It’s not even a week into the new year and essays about how bad comic shops had it in 2017 have already been making the rounds, sparking a lot of speculation over what can be done to “save the comics industry.”
Actually, I’m not sure how these conversations manage to get to me through my superhero filter, because the speculation is actually a lot more specific. People want to know how the type of comics that are distributed by Diamond comics on a monthly basis are going to survive in the face of declining readership for the tent pole publishers, Marvel and DC Comics.
I think where it caught my eye is the number people suggesting that Marvel and DC have each of their individual issues be longer and cost less. In some cases, I have seen some people asking for as much of a change as twice as many pages of new story combined with cutting the cover price in half, because artists aren’t screwed enough in the industry right now... er… I mean because more content at a lower price would presumably allow for an increase in sales.
In my mind, that’s not a great presumption for a number of reasons.
The call for extra content primarily comes in a request for each individual issue to have longer stories. While it’s tempting to get into a conversation about how many pages an artistic team can effectively put out in a month and whether or not their page rates would change in the face of a cover price drop, the fact is that people are dissatisfied with 20 page stories for a $4-5 price tag. They also argue that current pricing for new material is a roadblock for speculative readers, who would… say… sooner drop $3 for 32 pages sooner than $4 for 20.
I think that it’s fair to say that people have properly stated what’s wrong with their reading experience: General dissatisfaction over the product at the current price. Their solutions, however, seem off the mark.
For one thing, “longer” is no guarantee of “better.” If you aren’t satisfied with a little of what you’re getting, what makes you think you’ll be satisfied by more of the same? Personally, some of my least favorite comic reading experiences have involved sparse ideas dragged out over too many pages. It’s the content of those 20 or 32 or however many pages of story that bring in and keep readers, in my mind making the problems more of an editorial and creative issue than one of raw production.

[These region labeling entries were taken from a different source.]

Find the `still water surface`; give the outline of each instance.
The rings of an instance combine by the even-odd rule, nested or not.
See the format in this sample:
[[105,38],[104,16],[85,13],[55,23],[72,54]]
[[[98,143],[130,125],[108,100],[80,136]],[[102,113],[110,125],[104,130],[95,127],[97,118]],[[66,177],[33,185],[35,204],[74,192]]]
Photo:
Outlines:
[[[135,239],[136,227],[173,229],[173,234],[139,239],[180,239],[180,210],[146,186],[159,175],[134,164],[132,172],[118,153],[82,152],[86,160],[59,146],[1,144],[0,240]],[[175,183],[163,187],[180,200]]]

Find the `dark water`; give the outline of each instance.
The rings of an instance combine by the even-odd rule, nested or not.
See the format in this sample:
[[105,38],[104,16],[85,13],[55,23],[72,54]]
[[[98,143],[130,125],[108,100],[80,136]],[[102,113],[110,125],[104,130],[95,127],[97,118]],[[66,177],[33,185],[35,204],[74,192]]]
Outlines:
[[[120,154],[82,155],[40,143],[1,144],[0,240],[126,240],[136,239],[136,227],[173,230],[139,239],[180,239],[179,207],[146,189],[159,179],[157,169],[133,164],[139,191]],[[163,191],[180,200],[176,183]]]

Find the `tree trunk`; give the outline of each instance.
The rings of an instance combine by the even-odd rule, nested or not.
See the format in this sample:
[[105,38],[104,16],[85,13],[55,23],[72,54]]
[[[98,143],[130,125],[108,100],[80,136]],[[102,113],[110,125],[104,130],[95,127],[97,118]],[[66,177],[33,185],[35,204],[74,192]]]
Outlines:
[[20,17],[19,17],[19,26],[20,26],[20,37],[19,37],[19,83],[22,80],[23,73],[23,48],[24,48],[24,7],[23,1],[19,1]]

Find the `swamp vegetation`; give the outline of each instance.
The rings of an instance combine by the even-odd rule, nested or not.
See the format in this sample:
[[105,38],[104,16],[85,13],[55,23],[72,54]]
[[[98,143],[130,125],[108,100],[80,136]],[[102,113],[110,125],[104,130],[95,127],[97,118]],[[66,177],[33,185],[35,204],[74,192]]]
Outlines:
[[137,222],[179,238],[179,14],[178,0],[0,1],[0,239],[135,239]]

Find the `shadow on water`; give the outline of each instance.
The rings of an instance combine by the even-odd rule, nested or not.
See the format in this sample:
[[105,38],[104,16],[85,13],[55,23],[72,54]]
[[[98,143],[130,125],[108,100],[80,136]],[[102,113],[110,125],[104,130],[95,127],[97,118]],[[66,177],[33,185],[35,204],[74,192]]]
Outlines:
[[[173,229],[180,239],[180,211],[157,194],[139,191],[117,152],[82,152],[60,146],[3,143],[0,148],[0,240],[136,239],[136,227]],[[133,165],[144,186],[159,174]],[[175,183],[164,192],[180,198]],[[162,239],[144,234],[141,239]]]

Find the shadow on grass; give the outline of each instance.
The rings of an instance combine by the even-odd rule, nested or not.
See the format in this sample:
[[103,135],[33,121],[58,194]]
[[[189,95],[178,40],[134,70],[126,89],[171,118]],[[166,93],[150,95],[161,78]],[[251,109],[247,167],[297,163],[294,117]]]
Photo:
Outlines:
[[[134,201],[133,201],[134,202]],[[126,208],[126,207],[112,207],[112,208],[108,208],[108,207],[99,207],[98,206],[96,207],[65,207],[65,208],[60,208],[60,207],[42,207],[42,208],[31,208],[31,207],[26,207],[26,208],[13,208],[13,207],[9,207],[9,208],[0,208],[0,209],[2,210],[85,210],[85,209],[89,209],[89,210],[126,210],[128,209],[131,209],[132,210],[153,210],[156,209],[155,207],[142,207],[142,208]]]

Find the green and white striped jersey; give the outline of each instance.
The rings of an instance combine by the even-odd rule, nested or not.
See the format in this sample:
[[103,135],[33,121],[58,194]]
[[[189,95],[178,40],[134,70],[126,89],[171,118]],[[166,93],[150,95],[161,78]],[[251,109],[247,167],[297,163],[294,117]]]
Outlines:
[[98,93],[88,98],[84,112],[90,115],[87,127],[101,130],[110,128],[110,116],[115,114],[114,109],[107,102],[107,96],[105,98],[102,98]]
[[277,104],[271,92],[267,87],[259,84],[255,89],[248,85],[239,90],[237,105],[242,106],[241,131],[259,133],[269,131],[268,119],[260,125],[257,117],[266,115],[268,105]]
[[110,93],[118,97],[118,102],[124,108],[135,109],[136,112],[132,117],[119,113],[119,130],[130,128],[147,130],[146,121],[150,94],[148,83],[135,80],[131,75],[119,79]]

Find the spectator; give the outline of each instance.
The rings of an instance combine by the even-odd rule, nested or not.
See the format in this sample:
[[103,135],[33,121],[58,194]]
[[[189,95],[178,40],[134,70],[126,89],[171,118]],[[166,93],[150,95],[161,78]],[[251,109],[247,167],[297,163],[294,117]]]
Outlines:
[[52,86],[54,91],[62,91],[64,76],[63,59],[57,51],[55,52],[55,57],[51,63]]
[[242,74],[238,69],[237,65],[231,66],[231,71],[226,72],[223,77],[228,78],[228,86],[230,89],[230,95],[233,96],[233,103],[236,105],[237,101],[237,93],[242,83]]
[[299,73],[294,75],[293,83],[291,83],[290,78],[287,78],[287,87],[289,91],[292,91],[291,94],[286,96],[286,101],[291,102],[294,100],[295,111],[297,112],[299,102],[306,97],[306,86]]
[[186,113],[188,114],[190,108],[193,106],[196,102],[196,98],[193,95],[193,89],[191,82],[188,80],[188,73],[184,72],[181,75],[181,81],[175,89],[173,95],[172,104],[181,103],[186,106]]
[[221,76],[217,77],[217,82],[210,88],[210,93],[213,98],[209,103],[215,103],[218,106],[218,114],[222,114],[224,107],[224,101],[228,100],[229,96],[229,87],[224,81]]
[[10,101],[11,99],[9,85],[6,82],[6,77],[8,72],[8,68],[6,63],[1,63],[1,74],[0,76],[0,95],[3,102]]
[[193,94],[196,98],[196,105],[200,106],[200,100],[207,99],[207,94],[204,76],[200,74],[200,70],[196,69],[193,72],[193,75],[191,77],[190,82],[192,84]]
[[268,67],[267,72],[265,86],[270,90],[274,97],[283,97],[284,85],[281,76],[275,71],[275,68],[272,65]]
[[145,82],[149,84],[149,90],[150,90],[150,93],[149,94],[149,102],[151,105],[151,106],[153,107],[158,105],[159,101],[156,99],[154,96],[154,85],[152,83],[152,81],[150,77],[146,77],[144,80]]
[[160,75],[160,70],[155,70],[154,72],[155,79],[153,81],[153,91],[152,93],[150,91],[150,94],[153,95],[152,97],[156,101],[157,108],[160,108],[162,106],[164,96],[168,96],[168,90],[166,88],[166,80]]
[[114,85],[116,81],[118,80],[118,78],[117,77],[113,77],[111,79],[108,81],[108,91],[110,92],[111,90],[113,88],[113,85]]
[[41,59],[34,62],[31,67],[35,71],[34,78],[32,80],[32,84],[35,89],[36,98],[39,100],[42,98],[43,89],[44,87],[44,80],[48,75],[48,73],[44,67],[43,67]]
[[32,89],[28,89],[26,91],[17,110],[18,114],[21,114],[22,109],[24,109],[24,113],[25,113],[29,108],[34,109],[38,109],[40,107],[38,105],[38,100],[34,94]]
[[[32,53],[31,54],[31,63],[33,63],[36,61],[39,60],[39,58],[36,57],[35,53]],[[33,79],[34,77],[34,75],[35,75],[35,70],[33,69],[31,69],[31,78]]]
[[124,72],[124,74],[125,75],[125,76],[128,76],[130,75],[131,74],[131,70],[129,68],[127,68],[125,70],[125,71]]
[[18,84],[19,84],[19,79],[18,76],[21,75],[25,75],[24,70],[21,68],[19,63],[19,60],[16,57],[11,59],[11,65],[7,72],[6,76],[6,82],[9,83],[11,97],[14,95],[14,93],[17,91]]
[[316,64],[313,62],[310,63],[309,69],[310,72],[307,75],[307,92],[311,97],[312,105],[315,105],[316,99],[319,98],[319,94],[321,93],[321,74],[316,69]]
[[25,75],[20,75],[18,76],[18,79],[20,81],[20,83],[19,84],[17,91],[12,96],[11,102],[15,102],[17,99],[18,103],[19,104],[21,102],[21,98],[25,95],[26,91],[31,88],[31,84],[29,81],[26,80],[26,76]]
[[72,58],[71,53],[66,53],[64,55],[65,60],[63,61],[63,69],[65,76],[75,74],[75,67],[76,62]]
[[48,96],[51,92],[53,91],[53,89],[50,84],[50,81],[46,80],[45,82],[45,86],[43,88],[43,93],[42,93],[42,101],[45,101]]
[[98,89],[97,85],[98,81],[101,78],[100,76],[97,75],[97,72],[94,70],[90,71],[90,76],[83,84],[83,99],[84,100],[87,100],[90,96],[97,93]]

The solution of dropping the price seems like wishful thinking. I’m sure there’s enough wiggle room in Marvel and DC’s respective budgets to try something like a drastic cover price cut, but why would they? They’d have to be pretty sure of gaining enough new sales from the price cut to exceed the losses from price cut and the potential cost-creep of increasing production.
At best, I just don’t see Marvel and DC doing the work to even figure out if cutting prices would work when they have a price model that is slipping in sales but is essentially functional. Why would they take the chance?
So, if I were magically granted a vote on the subject, what would I suggest to save Marvel and DC's monthlies?
I think I would start by putting the marketing department on notice to come up with some ideas for reaching out to people who don’t already make a weekly trip to the local comic shop. Clearly new blood is needed, because the standby customers are buying less and less. Give your marketing people a budget for finding new customers. If they can’t do it, get some new marketing people.
I think the creative directors need to be told to step it up. What they are doing now isn’t working… They need to change how they are telling stories, because fewer and fewer people care about the stories they are telling. Give them the leeway to make changes… If the stories need to be longer each issue, OK. If the can make the existing stories more impact at the current page count, OK to that too. If their changes don’t work, find some new creative directors.
Finally, it’s probably time for them to consider dropping the existing monthly periodical format. There just may not be a length and price point that will remain viable in the long run. Leave it to us indies, big guys... We'll carry on without ya!